[Math] Is the set of all $n\times n$ matrices, such that for a fixed matrix B AB=BA, a subspace of the vector space of all $n\times n$ matrices

Question

Is the set of all $n\times n$ matrices, such that for any fixed matrix B AB=BA, a subspace of the vector space of all $n\times n$ matrices?

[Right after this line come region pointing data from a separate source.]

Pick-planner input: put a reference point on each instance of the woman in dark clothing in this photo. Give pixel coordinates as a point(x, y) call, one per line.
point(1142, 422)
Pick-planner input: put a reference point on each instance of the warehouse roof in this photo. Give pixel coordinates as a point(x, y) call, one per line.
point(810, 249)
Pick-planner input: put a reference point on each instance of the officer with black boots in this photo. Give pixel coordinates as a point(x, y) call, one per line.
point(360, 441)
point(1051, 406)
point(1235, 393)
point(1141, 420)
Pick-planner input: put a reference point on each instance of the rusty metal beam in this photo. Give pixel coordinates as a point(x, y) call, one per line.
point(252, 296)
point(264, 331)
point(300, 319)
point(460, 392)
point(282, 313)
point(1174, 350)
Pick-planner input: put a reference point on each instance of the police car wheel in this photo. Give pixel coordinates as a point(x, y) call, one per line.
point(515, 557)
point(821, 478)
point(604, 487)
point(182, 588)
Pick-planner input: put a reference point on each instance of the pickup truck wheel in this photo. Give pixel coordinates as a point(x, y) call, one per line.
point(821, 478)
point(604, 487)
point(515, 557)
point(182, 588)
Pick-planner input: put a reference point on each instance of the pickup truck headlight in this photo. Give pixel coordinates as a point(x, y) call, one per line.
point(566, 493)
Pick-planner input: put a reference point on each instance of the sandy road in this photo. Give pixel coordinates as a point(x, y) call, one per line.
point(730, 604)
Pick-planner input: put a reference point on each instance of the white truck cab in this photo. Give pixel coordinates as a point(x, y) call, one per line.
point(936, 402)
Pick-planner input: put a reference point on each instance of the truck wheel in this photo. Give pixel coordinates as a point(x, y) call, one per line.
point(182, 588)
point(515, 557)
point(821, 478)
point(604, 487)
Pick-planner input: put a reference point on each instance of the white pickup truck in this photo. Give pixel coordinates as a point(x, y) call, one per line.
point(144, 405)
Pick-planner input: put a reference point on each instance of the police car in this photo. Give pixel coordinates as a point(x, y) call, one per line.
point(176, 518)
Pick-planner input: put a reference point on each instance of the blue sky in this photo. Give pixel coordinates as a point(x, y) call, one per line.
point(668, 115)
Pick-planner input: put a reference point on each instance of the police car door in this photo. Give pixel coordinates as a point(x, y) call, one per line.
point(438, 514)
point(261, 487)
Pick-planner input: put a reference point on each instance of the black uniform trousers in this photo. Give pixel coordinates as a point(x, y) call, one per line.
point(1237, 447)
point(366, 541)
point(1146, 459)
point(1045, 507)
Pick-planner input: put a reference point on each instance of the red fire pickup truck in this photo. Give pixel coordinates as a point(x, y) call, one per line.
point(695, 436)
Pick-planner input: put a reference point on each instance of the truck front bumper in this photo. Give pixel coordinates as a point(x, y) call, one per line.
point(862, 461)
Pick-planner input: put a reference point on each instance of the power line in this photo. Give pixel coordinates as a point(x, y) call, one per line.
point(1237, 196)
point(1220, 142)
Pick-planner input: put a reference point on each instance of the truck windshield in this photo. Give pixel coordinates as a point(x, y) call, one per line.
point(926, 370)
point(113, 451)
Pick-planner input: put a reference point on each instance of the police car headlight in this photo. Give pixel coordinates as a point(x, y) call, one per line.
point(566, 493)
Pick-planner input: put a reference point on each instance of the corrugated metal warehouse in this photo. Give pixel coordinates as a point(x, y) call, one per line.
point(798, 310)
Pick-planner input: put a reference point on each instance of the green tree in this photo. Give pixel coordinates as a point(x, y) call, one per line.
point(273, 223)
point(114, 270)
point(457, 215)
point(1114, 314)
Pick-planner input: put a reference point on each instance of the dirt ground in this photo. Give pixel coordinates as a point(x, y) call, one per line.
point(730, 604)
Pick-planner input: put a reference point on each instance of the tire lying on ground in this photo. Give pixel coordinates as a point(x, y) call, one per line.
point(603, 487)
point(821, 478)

Alright, I understand the question and I know what I have to do, basically. I need to show that additive closure and multiplicative closure are satisfied. The problem is, I can't figure out how to do this generally. I tried playing around with $2\times 2$ matrices but that seemed like a dead end. Obviously two such matrices are the 0 matrix and the identity matrix, and those form a subspace, but that doesn't really tell me about all the matrices. Any ideas for how I should be tackling this? I feel like I'm not thinking generally enough.

Answer 1

Careful: when you say "multiplicative closure", you have to be clear, since when dealing with $n\times n$ matrices there is a "multiplication" that has nothing to do with the vector space structure (the multiplication of matrices). It is clearer if you refer to it as the "scalar multiplication".

So, fix the matrix $B$. You need to show that:

1. There is at least one matrix $A$ such that $AB=BA$;
2. If $A_1$ and $A_2$ are two matrices such that each of them commutes with $B$, then $A_1+A_2$ also commutes with $B$ (closure of your set under vector addition).
3. If $A$ is a matrix that commutes with $B$, and $k$ is any scalar, then $kA$ also commutes with $B$ (closure of your set under scalar multiplication).

So, with that in mind:

1. Is there a matrix that necessarily commutes with $B$? (If this thing is really going to be a subspace, it better have what "vector" [i.e., matrix] in it for sure? Try that matrix).

2. Suppose $A_1$ and $A_2$ both commute with $B$. That is, $A_1B=BA_1$ and $A_2B=BA_2$. You want to show that $(A_1+A_2)$ also commutes with $B$. That is, you want to show that $$(A_1+A_2)B = B(A_1+A_2).$$ Of course, you'll want to use the fact that each of $A_1$ and $A_2$ commutes with $B$, and perhaps some properties you know about matrix multiplication. Is there some property of matrix multiplication that would let you relate $(A_1+A_2)B$ with the products you do know something about, namely $A_1B$ and $A_2B$?

3. Suppose $A$ commutes with $B$, and $AB=BA$. Let $k$ be a scalar. You want to show that $kA$ also commutes with $B$: that is, you need to prove that $$(kA)B = B(kA).$$ Again, is there some property of matrix multiplication that you know and that might help here?

And if you establish these three, you're done: the set in question is a subspace!